We have previously reported use of the probe in ALA-induced PpIX fluorescence-guided resection of human brain tumors [1]. Here, we revisit the same clinical data and retrospectively apply Eq. (1) to the measurements in patients with a diagnosis of glioma (N = 5), meningioma (N = 6), or metastatic (N = 3) brain tumor; multiple samples were used per patient: 64 tumor and 36 normal tissue samples. Receiver operating characteristic (ROC) curves were generated to assess the performance of Eq. (1) for detecting tumor tissue. Figure 3 shows ROC plots were estimates of C_PpIX and the raw measured fluorescence (Φ^Fluo) intensity peak at λ = 635 nm are used as discriminatory variables for each tumor type. Statistically significant improvement in the performance of Φ(λ) from Eq. (1) was found with area under the curve (AUC) increasing to 0.92 [standard error (SE) = 0.03] from 0.60 (SE = 0.06) for the raw fluorescence signal.

Fig. 3.

ROC curves quantifying the performance of three different fluorescence correction methods for optical datasets acquired in vivo during 14 brain tumor resection procedures.

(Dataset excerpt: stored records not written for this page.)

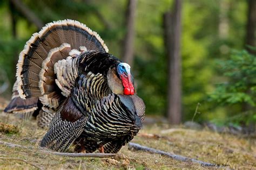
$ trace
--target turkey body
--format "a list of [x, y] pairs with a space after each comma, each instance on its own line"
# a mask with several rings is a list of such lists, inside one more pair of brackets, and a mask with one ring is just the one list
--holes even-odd
[[30, 107], [19, 103], [39, 110], [41, 126], [49, 125], [41, 146], [117, 153], [141, 129], [145, 107], [130, 66], [107, 52], [95, 32], [71, 20], [47, 24], [27, 42], [14, 89], [16, 101], [34, 98]]

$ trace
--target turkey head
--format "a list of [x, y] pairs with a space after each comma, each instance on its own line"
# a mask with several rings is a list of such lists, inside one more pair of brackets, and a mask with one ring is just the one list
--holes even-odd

The use of ALA-induced PpIX fluorescence guidance during tumor resection is gaining momentum in the neurosurgical community, and increasing evidence exists that quantitative techniques [1] augment the visual assessment of fluorescence currently available to the surgeon. Here, we demonstrate that a dual-band normalization approach may also be feasible for determining PpIX concentrations quantitatively. The potential advantage of the technique is that it may be more amenable to a wide-field quantitative fluorescence imaging mode than the full-spectrum model-based method in [1,5], as a result of enhanced data collection, processing speed, and instrumentation complexity. The immediate limitation compared to the model-based approach is that it requires experimental determination of the empirical parameter, α, as well as a phantom derived calibration factor. Further studies will determine if other accuracy limitations for absolute fluorophore quantification exist when implemented in a wide-field imaging geometry in vivo.